The theory behind putting skin in the game is that it ensures that the people who run a company also have a direct interest in running the company well. When someone owns stock in a company, she or he wants the company to perform at a high level to generate returns. Having skin in the game is different from having performance-based bonuses and other types of compensation because there will be direct consequences if the value of the company's stock drops; people will actually lose money if their company does not perform.
In addition, holding stock acts as a vote of confidence. Members of the public are more interested in investing when they see that company employees have enough faith in the company to buy stock in it. This will in turn promote better stock values because more interest in a stock usually increases the value. Stockholders who maintain their stock even through rough patches can also bolster the future of their companies by making it clear that they have confidence that the company will weather the storm.

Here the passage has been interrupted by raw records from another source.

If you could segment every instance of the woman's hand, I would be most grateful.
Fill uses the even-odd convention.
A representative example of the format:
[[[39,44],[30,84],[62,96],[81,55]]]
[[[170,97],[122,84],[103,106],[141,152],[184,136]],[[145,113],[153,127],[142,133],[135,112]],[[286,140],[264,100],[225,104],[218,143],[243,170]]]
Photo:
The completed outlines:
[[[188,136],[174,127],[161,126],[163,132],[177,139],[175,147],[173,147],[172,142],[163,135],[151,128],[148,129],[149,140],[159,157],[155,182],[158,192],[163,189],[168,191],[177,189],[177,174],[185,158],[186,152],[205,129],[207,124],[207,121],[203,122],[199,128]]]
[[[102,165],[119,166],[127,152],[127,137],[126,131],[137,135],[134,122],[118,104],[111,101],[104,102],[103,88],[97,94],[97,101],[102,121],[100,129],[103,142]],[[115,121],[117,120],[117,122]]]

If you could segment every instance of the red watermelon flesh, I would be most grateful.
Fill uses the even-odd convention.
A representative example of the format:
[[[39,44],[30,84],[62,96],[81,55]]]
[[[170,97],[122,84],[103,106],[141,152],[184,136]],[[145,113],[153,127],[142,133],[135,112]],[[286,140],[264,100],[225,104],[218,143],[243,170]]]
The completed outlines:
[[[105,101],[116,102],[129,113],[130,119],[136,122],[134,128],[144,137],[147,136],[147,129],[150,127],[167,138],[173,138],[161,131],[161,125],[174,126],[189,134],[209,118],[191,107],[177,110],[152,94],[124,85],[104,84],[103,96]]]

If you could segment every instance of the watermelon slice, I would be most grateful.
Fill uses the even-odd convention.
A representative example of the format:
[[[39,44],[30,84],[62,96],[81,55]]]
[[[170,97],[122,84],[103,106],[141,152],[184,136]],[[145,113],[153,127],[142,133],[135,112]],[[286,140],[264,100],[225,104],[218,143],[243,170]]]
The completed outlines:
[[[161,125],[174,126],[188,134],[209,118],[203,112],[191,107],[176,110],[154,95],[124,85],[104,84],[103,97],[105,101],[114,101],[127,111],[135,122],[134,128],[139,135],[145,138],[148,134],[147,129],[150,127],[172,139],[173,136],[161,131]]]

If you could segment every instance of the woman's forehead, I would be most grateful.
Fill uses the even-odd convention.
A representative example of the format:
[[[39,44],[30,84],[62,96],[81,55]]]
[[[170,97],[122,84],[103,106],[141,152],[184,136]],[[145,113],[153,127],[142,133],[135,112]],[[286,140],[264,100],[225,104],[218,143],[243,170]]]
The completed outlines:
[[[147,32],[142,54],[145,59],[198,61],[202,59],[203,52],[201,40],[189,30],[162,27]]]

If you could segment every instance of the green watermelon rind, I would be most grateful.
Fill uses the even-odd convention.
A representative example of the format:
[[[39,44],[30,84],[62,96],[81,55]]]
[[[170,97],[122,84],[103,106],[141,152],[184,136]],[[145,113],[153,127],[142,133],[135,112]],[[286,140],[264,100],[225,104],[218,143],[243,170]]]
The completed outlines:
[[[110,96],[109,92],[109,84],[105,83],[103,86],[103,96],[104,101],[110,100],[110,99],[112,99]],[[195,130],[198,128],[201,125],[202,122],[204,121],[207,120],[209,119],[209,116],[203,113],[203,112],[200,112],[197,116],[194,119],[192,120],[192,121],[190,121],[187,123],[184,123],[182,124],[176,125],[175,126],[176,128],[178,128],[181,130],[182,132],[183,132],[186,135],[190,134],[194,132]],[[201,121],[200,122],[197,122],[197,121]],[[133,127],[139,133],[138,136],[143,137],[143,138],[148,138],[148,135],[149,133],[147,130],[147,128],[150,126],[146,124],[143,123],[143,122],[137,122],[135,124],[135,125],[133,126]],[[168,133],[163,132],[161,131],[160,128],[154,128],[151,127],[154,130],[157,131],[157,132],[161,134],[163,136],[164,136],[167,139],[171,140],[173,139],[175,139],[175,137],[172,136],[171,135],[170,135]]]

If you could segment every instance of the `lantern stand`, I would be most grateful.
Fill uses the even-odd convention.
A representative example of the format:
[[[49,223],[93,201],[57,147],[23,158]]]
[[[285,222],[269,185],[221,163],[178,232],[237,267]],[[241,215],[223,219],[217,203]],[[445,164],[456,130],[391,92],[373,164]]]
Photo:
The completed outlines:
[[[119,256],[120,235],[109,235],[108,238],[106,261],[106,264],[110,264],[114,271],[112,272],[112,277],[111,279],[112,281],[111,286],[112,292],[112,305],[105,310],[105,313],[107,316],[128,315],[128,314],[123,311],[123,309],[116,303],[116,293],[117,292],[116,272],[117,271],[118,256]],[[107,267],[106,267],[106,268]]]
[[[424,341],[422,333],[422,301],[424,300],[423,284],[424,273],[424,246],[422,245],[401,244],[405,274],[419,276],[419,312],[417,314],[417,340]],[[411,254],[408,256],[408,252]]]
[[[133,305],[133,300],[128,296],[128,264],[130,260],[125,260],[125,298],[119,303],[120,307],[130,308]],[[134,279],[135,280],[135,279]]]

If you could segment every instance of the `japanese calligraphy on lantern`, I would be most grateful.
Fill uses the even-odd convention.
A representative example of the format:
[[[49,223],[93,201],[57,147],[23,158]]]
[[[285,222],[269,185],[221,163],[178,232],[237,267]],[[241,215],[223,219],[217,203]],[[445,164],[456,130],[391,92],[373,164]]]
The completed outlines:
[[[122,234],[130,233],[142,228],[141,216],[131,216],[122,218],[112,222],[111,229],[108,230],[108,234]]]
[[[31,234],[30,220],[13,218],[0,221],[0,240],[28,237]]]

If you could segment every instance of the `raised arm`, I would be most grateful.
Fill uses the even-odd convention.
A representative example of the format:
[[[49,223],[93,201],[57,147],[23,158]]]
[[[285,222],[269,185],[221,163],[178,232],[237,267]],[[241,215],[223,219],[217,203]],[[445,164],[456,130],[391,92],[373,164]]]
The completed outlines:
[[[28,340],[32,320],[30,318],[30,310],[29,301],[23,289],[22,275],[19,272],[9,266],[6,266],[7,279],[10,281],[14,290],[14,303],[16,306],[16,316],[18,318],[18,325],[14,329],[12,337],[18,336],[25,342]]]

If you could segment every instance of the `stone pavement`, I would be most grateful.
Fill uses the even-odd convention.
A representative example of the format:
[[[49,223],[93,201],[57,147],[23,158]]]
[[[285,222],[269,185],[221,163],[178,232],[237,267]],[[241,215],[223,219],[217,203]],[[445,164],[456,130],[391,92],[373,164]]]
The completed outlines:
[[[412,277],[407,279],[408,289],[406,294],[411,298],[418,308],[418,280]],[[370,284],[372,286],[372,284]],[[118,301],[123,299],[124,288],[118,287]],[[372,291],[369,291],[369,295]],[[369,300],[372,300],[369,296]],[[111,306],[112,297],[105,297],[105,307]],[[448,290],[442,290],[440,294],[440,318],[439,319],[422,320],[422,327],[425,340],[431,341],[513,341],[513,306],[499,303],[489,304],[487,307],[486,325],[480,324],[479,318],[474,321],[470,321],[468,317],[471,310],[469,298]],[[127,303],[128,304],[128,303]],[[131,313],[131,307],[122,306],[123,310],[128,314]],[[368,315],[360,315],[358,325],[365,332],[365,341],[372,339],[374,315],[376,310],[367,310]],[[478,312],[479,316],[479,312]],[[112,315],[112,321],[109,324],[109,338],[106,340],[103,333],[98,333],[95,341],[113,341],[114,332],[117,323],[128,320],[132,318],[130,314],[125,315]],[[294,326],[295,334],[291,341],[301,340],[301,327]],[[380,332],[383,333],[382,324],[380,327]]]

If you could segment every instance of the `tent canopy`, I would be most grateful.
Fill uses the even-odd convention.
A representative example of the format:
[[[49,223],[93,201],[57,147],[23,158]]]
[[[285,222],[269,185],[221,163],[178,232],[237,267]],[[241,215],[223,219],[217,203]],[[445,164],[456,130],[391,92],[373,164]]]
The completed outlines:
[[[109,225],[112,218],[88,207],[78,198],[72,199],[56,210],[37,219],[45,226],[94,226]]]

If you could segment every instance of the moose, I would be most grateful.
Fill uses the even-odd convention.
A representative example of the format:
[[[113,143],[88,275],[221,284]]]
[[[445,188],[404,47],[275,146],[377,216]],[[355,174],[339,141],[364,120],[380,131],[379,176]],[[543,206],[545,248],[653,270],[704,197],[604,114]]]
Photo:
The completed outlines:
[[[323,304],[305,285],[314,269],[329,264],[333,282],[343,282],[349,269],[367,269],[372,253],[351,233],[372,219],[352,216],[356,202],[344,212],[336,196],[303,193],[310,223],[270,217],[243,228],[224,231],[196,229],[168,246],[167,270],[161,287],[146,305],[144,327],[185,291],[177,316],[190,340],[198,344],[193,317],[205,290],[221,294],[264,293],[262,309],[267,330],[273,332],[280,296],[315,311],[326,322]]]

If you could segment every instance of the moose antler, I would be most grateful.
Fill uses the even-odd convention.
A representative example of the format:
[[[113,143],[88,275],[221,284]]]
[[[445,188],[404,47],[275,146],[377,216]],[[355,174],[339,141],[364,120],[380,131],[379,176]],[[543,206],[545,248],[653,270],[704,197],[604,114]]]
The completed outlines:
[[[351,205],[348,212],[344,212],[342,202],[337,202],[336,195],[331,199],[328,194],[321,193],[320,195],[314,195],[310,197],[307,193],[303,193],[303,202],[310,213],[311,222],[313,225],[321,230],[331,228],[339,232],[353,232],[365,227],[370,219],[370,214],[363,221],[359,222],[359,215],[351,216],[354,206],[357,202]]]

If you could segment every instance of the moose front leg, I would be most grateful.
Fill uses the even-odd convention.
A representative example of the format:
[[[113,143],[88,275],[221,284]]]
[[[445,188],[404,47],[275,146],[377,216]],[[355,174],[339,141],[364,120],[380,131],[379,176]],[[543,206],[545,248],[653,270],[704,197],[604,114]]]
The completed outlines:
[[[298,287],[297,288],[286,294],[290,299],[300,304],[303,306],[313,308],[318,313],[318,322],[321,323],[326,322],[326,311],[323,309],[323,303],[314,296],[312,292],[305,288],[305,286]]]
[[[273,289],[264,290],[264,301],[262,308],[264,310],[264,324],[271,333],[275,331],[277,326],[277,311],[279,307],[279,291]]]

Some high ranking personnel may accept compensation in the form of stock as a token of faith in the company, and others may purchase stock to get their skin in the game. Care must be taken to avoid situations in which people could be accused of insider trading. In insider trading, people use knowledge which is not public information to make decisions about which stocks to buy and sell and how to balance their portfolios.
This term has also been used more generally to refer to the idea that some sort of investment, whether it is financial, emotional, or otherwise, on the part of people involved in an endeavor can improve the outcome. For example, citizens may be encouraged to get their skin in the game during a financial crisis and make purchases so that the market for consumer goods will rise and promote economic recovery.